Dr. Ireland said she has already seen two patients from Texas, who had the resources and privilege to travel to Massachusetts for their procedures.

“What I’m hearing from some folks (in states with bans) is that turning patients away is really, really hard,” said Ireland. “It’s really hard when you have the skills and knowledge to care for the person in front of you and you’re not legally able to do so.”

Dr. Kumaraswami said she has seen increasing numbers of patients ask for sterilization or seek to replace their IUD earlier than usual because of concerns about potential future access in case of an unexpected pregnancy.

Health risks in states with abortion bans extend beyond reproductive care to potentially preventing people who might be pregnant from receiving some life-saving cancer treatments or immediate care for ectopic pregnancy, further worsening maternal morbidity and mortality rates, panelists said.

Dobbs has also raised concern that medical students and trainees will no longer be assured of access to learning how to provide essential health services, not only to people seeking abortions but also to manage miscarriage. The UMass Chan chapter of Medical Students for Choice is dedicated to ensuring access for all people to comprehensive reproductive health care and has been active at UMass Chan in advocating for the continuation of the full spectrum of reproductive health care in the curriculum, said Kumaraswami, who serves as the group’s faculty advisor.

Students at UMass Chan practice first trimester manual vacuum respirations using a papaya as a uterus model. They learn about medication abortion and in third- and fourth-year rotations have the opportunity to be in clinic, where they see patients preoperatively for miscarriage or abortion and then go to the operating room with the physician.

Medical students contemplating careers in OB-GYN face new challenges. “It certainly has impacted the way our learners are thinking about where they could do their training and it has impacted our programs,” said Dr. Garrison.

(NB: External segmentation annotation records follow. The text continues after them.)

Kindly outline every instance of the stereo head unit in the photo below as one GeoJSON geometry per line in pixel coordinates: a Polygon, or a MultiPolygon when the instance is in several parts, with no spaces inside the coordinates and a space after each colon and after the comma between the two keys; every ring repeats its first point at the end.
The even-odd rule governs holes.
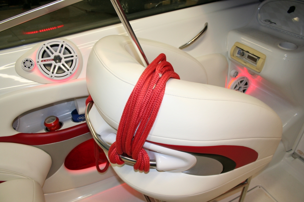
{"type": "Polygon", "coordinates": [[[230,51],[230,56],[241,64],[261,72],[266,56],[257,51],[238,42],[236,42],[230,51]]]}

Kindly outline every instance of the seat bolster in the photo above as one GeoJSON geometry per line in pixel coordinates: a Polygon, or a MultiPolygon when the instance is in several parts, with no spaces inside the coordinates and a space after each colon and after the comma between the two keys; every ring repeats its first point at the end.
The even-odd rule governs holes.
{"type": "Polygon", "coordinates": [[[17,179],[0,184],[0,202],[44,202],[41,186],[29,179],[17,179]]]}
{"type": "Polygon", "coordinates": [[[40,149],[0,143],[0,181],[27,178],[42,186],[51,165],[50,156],[40,149]]]}

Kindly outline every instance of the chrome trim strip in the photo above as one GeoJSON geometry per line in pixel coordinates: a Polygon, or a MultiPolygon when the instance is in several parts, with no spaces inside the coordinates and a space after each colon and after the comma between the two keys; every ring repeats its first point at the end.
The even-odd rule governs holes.
{"type": "MultiPolygon", "coordinates": [[[[89,128],[89,130],[91,133],[91,134],[92,135],[93,139],[94,139],[94,140],[104,151],[107,153],[108,153],[109,149],[110,149],[110,145],[101,139],[101,137],[98,137],[98,136],[99,135],[96,133],[94,130],[94,129],[93,128],[92,124],[91,124],[91,122],[90,121],[90,119],[89,118],[89,112],[93,106],[93,102],[92,101],[89,102],[85,108],[85,116],[87,125],[88,125],[88,127],[89,128]]],[[[120,155],[119,156],[121,159],[126,163],[133,165],[136,163],[136,160],[134,160],[129,157],[123,155],[120,155]]],[[[150,167],[156,168],[156,162],[154,161],[150,160],[150,167]]]]}
{"type": "Polygon", "coordinates": [[[191,45],[193,43],[195,42],[196,40],[199,39],[199,38],[204,35],[206,33],[206,32],[207,32],[207,29],[208,29],[208,23],[206,22],[205,23],[205,25],[204,27],[204,29],[203,30],[202,30],[199,33],[199,34],[196,35],[195,37],[193,38],[192,40],[190,41],[187,43],[182,45],[181,45],[178,48],[180,49],[183,49],[184,48],[187,48],[188,46],[191,45]]]}
{"type": "Polygon", "coordinates": [[[111,1],[113,6],[114,7],[115,11],[117,13],[117,15],[119,17],[119,19],[120,19],[123,25],[123,27],[125,28],[125,29],[127,32],[127,33],[130,37],[130,39],[131,40],[132,43],[133,44],[136,52],[140,59],[140,60],[143,63],[143,64],[145,67],[147,67],[149,64],[148,59],[147,59],[147,57],[143,52],[143,50],[138,40],[137,39],[136,35],[135,35],[135,33],[134,33],[134,31],[132,29],[132,27],[130,24],[130,23],[128,20],[125,12],[123,12],[123,10],[121,7],[119,1],[118,0],[111,0],[111,1]]]}
{"type": "Polygon", "coordinates": [[[0,32],[83,0],[58,0],[0,22],[0,32]]]}

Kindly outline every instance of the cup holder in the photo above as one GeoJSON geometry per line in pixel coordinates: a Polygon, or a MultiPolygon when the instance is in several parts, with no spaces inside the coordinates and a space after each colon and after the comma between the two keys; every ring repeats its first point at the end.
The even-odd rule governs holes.
{"type": "Polygon", "coordinates": [[[278,45],[278,46],[284,50],[294,50],[298,48],[296,45],[290,42],[281,42],[278,45]]]}

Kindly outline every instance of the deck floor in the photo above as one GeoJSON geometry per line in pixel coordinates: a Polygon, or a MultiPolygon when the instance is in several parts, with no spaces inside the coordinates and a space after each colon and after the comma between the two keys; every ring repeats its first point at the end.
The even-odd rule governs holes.
{"type": "MultiPolygon", "coordinates": [[[[280,144],[271,162],[253,176],[245,202],[304,202],[304,162],[291,154],[292,152],[285,152],[280,144]]],[[[219,202],[237,202],[240,193],[219,202]]],[[[146,201],[142,194],[117,176],[45,196],[46,202],[146,201]]]]}

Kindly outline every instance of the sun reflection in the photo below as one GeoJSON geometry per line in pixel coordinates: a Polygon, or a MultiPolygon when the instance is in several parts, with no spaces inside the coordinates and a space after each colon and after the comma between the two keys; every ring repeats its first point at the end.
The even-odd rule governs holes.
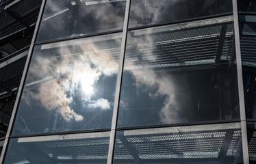
{"type": "Polygon", "coordinates": [[[90,66],[76,71],[74,81],[81,85],[81,89],[86,97],[90,97],[94,94],[93,85],[101,76],[101,72],[90,66]]]}

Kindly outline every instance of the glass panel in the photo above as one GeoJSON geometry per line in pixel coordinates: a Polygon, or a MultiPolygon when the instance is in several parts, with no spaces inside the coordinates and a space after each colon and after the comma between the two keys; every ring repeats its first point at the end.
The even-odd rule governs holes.
{"type": "Polygon", "coordinates": [[[238,0],[238,12],[256,12],[255,0],[238,0]]]}
{"type": "Polygon", "coordinates": [[[11,139],[3,163],[107,163],[110,132],[11,139]]]}
{"type": "Polygon", "coordinates": [[[12,135],[110,128],[121,35],[35,46],[12,135]]]}
{"type": "Polygon", "coordinates": [[[239,18],[246,118],[256,120],[256,16],[239,18]]]}
{"type": "Polygon", "coordinates": [[[123,29],[126,0],[48,0],[37,42],[123,29]]]}
{"type": "Polygon", "coordinates": [[[256,123],[247,123],[248,148],[250,163],[256,161],[256,123]]]}
{"type": "Polygon", "coordinates": [[[231,0],[131,0],[129,27],[232,12],[231,0]]]}
{"type": "Polygon", "coordinates": [[[233,17],[128,33],[118,126],[239,119],[233,17]]]}
{"type": "Polygon", "coordinates": [[[118,131],[114,163],[242,163],[240,126],[118,131]]]}

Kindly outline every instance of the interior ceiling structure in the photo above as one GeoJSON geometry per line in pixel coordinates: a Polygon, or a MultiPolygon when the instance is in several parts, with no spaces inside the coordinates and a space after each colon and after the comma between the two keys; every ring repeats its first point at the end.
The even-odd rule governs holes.
{"type": "MultiPolygon", "coordinates": [[[[168,129],[171,128],[162,132],[155,129],[118,132],[114,163],[220,164],[231,161],[236,163],[241,158],[239,128],[207,131],[202,128],[201,131],[171,133],[168,129]]],[[[105,163],[110,138],[68,139],[56,135],[20,138],[17,142],[12,150],[16,155],[7,159],[11,163],[36,163],[38,159],[34,156],[39,154],[44,163],[105,163]]]]}
{"type": "Polygon", "coordinates": [[[0,1],[0,137],[8,127],[41,3],[0,1]]]}

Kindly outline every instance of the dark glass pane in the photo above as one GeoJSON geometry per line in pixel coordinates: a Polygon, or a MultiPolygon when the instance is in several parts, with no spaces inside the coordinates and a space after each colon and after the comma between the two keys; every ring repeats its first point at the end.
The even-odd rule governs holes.
{"type": "Polygon", "coordinates": [[[246,118],[256,120],[256,16],[239,18],[246,118]]]}
{"type": "Polygon", "coordinates": [[[3,163],[107,163],[110,132],[11,139],[3,163]]]}
{"type": "Polygon", "coordinates": [[[131,0],[129,27],[232,12],[231,0],[131,0]]]}
{"type": "Polygon", "coordinates": [[[36,46],[12,135],[109,128],[121,33],[36,46]]]}
{"type": "Polygon", "coordinates": [[[118,131],[113,163],[242,163],[240,126],[118,131]]]}
{"type": "Polygon", "coordinates": [[[256,12],[255,0],[238,0],[238,12],[256,12]]]}
{"type": "Polygon", "coordinates": [[[37,42],[123,29],[126,0],[48,0],[37,42]]]}
{"type": "Polygon", "coordinates": [[[118,126],[239,119],[233,17],[128,33],[118,126]]]}
{"type": "Polygon", "coordinates": [[[250,163],[256,162],[256,123],[247,123],[248,148],[250,163]]]}

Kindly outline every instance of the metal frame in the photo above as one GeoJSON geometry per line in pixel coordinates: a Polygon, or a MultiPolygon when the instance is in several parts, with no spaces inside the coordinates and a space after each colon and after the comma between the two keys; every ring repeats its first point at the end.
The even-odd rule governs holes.
{"type": "Polygon", "coordinates": [[[131,0],[127,0],[126,6],[125,6],[124,26],[123,26],[123,29],[121,49],[120,52],[118,72],[117,75],[115,100],[114,100],[113,115],[112,115],[112,127],[111,127],[110,147],[108,150],[107,163],[107,164],[111,164],[113,161],[113,154],[114,154],[114,143],[115,143],[115,139],[116,139],[116,122],[117,122],[117,118],[118,118],[118,105],[119,105],[120,93],[120,90],[121,90],[121,83],[122,83],[122,77],[123,77],[123,65],[125,63],[125,53],[126,41],[127,41],[127,29],[128,29],[130,5],[131,5],[131,0]]]}
{"type": "Polygon", "coordinates": [[[242,72],[242,60],[241,60],[241,49],[240,39],[239,32],[239,21],[237,0],[233,0],[233,12],[234,18],[234,30],[235,30],[235,44],[236,53],[236,65],[238,71],[238,83],[239,93],[239,105],[240,109],[241,120],[241,131],[242,131],[242,144],[243,152],[244,163],[249,163],[249,154],[248,150],[246,119],[245,113],[244,87],[242,72]]]}
{"type": "Polygon", "coordinates": [[[27,62],[26,62],[26,64],[25,64],[25,68],[24,68],[24,70],[23,70],[23,74],[22,78],[21,78],[21,84],[20,84],[20,86],[18,87],[17,97],[16,98],[14,107],[14,109],[13,109],[13,111],[12,111],[12,113],[10,121],[8,130],[7,133],[6,133],[5,141],[3,144],[3,150],[2,150],[2,152],[1,152],[1,156],[0,156],[0,163],[3,163],[4,157],[5,156],[7,146],[9,143],[10,135],[10,133],[11,133],[11,131],[12,131],[12,126],[14,125],[14,119],[15,119],[15,117],[16,117],[16,111],[17,111],[17,109],[18,109],[18,103],[19,103],[19,100],[20,100],[21,93],[22,93],[22,91],[23,91],[23,85],[24,85],[24,83],[25,83],[25,77],[27,76],[27,70],[28,70],[28,68],[29,68],[29,63],[30,63],[30,59],[31,59],[31,53],[32,53],[32,51],[33,51],[34,44],[35,42],[36,38],[36,34],[37,34],[37,32],[38,32],[38,28],[39,28],[39,25],[40,25],[40,20],[41,20],[41,18],[42,18],[42,15],[44,8],[45,1],[46,1],[46,0],[42,0],[42,1],[41,8],[40,8],[40,12],[39,12],[38,18],[38,20],[36,22],[35,31],[34,32],[33,38],[32,38],[32,40],[31,40],[31,44],[30,44],[29,51],[29,53],[27,55],[27,62]]]}
{"type": "Polygon", "coordinates": [[[157,27],[157,26],[162,26],[162,25],[172,25],[172,24],[175,24],[177,23],[188,22],[188,20],[190,21],[198,20],[202,20],[202,19],[209,18],[212,17],[217,17],[217,16],[227,16],[227,15],[232,14],[232,13],[227,13],[227,14],[226,13],[223,14],[218,14],[218,15],[209,16],[205,16],[205,17],[201,17],[201,18],[200,17],[200,18],[196,18],[194,19],[190,19],[190,20],[183,20],[182,21],[171,23],[151,25],[133,27],[133,28],[129,29],[128,23],[129,23],[129,10],[130,10],[131,0],[127,0],[124,25],[123,25],[123,29],[121,48],[120,48],[120,59],[119,59],[119,67],[118,67],[118,72],[117,82],[116,82],[116,87],[114,105],[114,109],[113,109],[113,115],[112,115],[111,129],[77,131],[70,131],[70,132],[58,132],[58,133],[40,133],[40,134],[33,134],[33,135],[10,136],[11,131],[12,130],[14,123],[14,119],[17,113],[19,100],[21,96],[22,92],[23,92],[23,85],[24,85],[25,81],[26,79],[27,72],[29,68],[30,60],[31,58],[31,53],[32,53],[34,45],[42,44],[45,44],[45,43],[55,42],[57,41],[68,40],[81,38],[85,38],[85,37],[100,36],[100,35],[104,35],[104,34],[107,34],[107,33],[112,33],[122,31],[122,29],[120,29],[120,30],[116,30],[116,31],[108,31],[105,33],[96,33],[96,34],[92,34],[92,35],[83,36],[77,36],[77,37],[68,38],[55,40],[49,40],[49,41],[45,41],[45,42],[36,42],[36,38],[38,31],[39,29],[40,20],[42,19],[42,17],[43,10],[45,6],[46,1],[47,0],[43,0],[42,2],[42,5],[41,5],[41,8],[39,12],[38,18],[36,23],[36,29],[34,33],[32,41],[31,43],[29,54],[27,56],[27,59],[26,62],[23,77],[21,79],[16,100],[14,104],[14,107],[12,111],[10,123],[8,131],[7,132],[7,135],[5,137],[5,140],[4,142],[3,147],[2,153],[1,154],[1,157],[0,157],[1,163],[3,163],[3,159],[5,157],[5,154],[6,153],[6,149],[7,149],[9,140],[10,138],[17,138],[17,137],[36,137],[36,136],[42,136],[42,135],[59,135],[59,134],[71,134],[71,133],[74,134],[74,133],[90,133],[90,132],[92,133],[92,132],[103,132],[103,131],[111,131],[109,152],[108,152],[108,156],[107,156],[107,164],[111,164],[113,161],[113,158],[114,158],[113,154],[114,154],[114,144],[115,144],[116,131],[123,131],[123,130],[128,130],[128,129],[171,127],[171,126],[177,126],[203,125],[203,124],[225,124],[225,123],[239,122],[240,122],[241,123],[244,163],[248,163],[246,122],[244,91],[243,91],[243,83],[242,83],[242,62],[241,62],[241,53],[240,53],[240,37],[239,37],[240,33],[239,33],[239,26],[238,26],[239,25],[238,25],[238,8],[237,8],[237,0],[232,0],[232,1],[233,1],[233,15],[234,18],[234,27],[235,27],[235,52],[236,52],[236,57],[237,57],[236,58],[237,58],[237,70],[238,70],[238,90],[239,90],[239,102],[240,102],[240,120],[232,120],[232,121],[220,121],[220,122],[209,121],[209,122],[190,122],[188,124],[164,124],[164,125],[154,125],[154,126],[125,127],[125,128],[117,128],[116,127],[118,113],[118,105],[119,105],[120,94],[120,90],[121,90],[123,70],[123,66],[124,66],[124,62],[125,62],[126,41],[127,41],[127,36],[128,31],[144,29],[146,27],[148,28],[148,27],[157,27]]]}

Widespread abortion bans will have serious consequences for marginalized communities, Ireland said. “We know that folks who wanted an abortion that did not get an abortion are much less likely to be employed, they’re much less likely to leave violent relationships, they’re much more likely to experience depression, they’re more likely to rely on public assistance. These are lifelong impacts that not only affect them, but trickle down through generations.”

Ireland further warned that even with self-managed abortion using mifepristone and misoprostol, which can largely be done safely, there will be some people who need emergency care. In some states now, patients who seek emergency care could make themselves vulnerable to criminal prosecution. “We know that Black and brown people are much more likely to be prosecuted than white people, and this is going to be the same when it comes to self-managed abortion,” she said.

Panelists offered the following actions to protect access to all health care: Vote for candidates who support abortion rights, even at the local level; consider running for office; get involved in the American College of Obstetricians and Gynecologists and state medical societies; and take a stand when something is not right.

“We think a lot about professionalism in medical school,” said Ireland. “Professionalism, remember, is doing what is right to honor your medical responsibilities to your colleagues and your patients. It is not following the rules because sometimes the rules are not fair, and they perpetuate inequality and they perpetuate harm. [You] can use your voice and your privilege to try and shape and redirect the system.”